I ran into someone who works for a publishing company that has a large number of “creatives”—who have both a Mac and a Windows PC on their desk (they discovered that Windows emulation on the Power PC Macs was too slow to be viable for their work). Parallels is a solution for them for sure and he's going to try to persuade management to introduce it.
I haven't got any meaningful figures, but I've watched the resource utilization of Windows (under Parallels) and OS X. It looks to me as though OS X is much more economic in its use of resources. I'll try to do some direct comparisons in the next few weeks to see if this is true.
And here's the bad news. Windows (running under Parallels) keeps prompting me to buy AV software and get Windows updates. I've found no way of silencing these messages, so I just have to click on them to make them go away. There's always something.

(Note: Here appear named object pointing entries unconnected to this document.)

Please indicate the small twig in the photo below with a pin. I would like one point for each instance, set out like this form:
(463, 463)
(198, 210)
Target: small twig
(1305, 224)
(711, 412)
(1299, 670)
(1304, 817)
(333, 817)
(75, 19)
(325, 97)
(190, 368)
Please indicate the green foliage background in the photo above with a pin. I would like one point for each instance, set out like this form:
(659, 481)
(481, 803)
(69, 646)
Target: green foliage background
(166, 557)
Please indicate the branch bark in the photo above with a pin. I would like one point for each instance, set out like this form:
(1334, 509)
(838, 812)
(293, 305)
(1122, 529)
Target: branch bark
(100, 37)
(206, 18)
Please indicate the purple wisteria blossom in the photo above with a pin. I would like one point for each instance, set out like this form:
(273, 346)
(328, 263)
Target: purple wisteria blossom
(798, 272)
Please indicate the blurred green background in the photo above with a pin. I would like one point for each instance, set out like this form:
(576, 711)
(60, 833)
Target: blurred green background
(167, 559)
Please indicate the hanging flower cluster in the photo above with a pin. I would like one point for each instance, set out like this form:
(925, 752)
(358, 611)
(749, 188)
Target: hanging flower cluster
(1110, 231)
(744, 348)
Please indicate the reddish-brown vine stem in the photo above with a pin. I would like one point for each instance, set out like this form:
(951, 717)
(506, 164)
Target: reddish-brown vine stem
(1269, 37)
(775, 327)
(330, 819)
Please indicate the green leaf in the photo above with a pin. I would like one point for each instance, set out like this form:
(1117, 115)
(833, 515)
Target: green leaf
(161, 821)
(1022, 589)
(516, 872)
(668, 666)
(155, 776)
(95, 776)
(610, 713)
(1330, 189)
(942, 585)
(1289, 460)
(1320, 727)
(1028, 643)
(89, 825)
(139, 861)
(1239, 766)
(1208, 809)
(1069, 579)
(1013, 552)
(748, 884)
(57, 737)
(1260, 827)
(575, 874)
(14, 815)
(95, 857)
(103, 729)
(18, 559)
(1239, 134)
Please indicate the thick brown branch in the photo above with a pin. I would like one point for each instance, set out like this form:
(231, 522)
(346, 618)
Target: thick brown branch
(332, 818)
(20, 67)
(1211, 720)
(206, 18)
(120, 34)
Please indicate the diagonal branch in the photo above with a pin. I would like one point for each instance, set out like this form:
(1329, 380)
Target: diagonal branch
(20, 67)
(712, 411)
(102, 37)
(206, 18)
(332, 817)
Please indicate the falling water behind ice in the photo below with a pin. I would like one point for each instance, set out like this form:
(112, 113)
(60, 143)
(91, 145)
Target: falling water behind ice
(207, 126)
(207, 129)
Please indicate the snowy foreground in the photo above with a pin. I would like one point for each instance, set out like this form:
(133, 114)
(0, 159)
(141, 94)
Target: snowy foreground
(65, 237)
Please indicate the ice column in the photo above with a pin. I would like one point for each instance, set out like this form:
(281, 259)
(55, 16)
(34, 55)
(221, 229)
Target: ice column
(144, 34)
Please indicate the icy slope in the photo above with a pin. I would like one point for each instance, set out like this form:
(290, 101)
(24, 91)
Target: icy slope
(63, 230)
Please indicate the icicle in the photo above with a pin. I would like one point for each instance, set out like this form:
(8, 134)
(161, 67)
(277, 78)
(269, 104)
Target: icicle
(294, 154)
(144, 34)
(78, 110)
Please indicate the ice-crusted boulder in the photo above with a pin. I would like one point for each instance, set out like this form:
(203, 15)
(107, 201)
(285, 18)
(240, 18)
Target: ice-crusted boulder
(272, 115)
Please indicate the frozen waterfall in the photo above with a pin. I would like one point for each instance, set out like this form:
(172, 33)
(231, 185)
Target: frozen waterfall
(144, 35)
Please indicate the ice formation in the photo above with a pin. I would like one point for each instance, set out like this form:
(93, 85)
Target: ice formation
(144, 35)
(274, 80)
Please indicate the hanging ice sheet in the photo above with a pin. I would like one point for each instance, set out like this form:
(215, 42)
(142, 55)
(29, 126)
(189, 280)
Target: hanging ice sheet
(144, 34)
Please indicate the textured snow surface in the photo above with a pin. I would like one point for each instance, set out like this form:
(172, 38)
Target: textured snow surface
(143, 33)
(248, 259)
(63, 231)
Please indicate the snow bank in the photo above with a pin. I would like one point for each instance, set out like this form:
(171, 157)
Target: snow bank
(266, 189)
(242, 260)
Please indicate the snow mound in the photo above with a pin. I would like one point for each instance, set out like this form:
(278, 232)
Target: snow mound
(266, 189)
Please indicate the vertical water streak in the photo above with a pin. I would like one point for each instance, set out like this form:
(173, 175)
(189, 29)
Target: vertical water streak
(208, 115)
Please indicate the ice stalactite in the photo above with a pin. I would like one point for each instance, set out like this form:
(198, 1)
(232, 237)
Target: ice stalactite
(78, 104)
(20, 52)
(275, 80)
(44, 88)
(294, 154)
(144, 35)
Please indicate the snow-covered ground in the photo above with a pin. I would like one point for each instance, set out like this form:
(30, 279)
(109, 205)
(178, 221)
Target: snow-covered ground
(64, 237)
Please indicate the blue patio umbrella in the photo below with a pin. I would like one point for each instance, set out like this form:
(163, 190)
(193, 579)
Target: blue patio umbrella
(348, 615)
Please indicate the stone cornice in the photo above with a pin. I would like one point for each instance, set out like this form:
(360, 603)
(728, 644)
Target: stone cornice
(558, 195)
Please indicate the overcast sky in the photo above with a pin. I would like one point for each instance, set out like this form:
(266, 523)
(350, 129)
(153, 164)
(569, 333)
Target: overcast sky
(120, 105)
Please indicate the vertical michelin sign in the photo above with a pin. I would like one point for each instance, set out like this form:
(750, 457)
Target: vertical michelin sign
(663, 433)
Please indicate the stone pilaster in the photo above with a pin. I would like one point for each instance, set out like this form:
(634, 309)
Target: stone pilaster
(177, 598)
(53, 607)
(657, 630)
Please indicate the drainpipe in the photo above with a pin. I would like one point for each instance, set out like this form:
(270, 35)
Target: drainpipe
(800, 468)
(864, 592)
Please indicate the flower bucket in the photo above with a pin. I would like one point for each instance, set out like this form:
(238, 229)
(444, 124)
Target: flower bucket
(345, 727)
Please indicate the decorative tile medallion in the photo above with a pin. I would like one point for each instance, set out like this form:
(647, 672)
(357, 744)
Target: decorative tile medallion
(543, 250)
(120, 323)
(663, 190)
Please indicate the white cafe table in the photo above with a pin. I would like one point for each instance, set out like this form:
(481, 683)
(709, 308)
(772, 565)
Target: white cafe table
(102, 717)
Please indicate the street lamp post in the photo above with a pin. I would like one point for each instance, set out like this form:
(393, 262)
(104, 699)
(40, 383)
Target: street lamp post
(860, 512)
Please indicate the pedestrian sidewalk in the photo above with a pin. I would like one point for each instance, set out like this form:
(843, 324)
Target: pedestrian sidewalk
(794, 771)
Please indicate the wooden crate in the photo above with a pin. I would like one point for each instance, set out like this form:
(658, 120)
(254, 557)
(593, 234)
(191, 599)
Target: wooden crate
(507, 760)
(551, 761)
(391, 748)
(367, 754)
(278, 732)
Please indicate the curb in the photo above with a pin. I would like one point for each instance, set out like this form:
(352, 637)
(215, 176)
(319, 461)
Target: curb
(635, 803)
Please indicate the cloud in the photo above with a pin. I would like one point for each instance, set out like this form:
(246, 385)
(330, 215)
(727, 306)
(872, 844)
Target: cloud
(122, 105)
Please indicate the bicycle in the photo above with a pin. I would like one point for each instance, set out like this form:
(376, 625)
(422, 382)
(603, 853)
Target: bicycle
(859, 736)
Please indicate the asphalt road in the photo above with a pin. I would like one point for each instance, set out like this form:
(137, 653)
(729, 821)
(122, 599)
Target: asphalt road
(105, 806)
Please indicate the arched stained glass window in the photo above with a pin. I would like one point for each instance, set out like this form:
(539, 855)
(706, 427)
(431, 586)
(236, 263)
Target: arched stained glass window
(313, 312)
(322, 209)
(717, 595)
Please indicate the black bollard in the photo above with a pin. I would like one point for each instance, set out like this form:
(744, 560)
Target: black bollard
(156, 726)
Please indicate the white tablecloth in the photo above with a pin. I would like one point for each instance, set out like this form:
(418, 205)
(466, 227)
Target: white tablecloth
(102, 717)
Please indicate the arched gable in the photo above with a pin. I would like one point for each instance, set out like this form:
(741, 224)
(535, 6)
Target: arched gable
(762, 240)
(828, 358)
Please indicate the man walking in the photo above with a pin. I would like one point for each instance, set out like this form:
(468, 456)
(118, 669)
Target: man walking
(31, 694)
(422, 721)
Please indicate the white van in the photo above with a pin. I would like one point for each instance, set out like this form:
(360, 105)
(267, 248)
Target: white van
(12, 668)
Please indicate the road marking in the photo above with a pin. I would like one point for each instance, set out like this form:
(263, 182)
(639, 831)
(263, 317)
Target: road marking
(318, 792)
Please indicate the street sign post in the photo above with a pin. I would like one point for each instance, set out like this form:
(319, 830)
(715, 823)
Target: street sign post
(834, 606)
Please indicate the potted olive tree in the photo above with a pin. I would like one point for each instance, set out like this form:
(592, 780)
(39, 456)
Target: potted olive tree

Apple User Note: I have been wanting to kill the caps lock key on the PC forever. I keep hitting it by accident and then having to retype half a sentence. And I've been doing that since the first time I used a PC. I never use the caps lock key and I don't want it. Long ago I lost hope of slaying it. It never occurred to me that Apple would let me disable it—so I've suffered this irritation for the 18 months that I've been an Apple user. But with Apple you can disable it—under System Preferences, Keyboard & Mouse, Keyboard, Modifier Keys.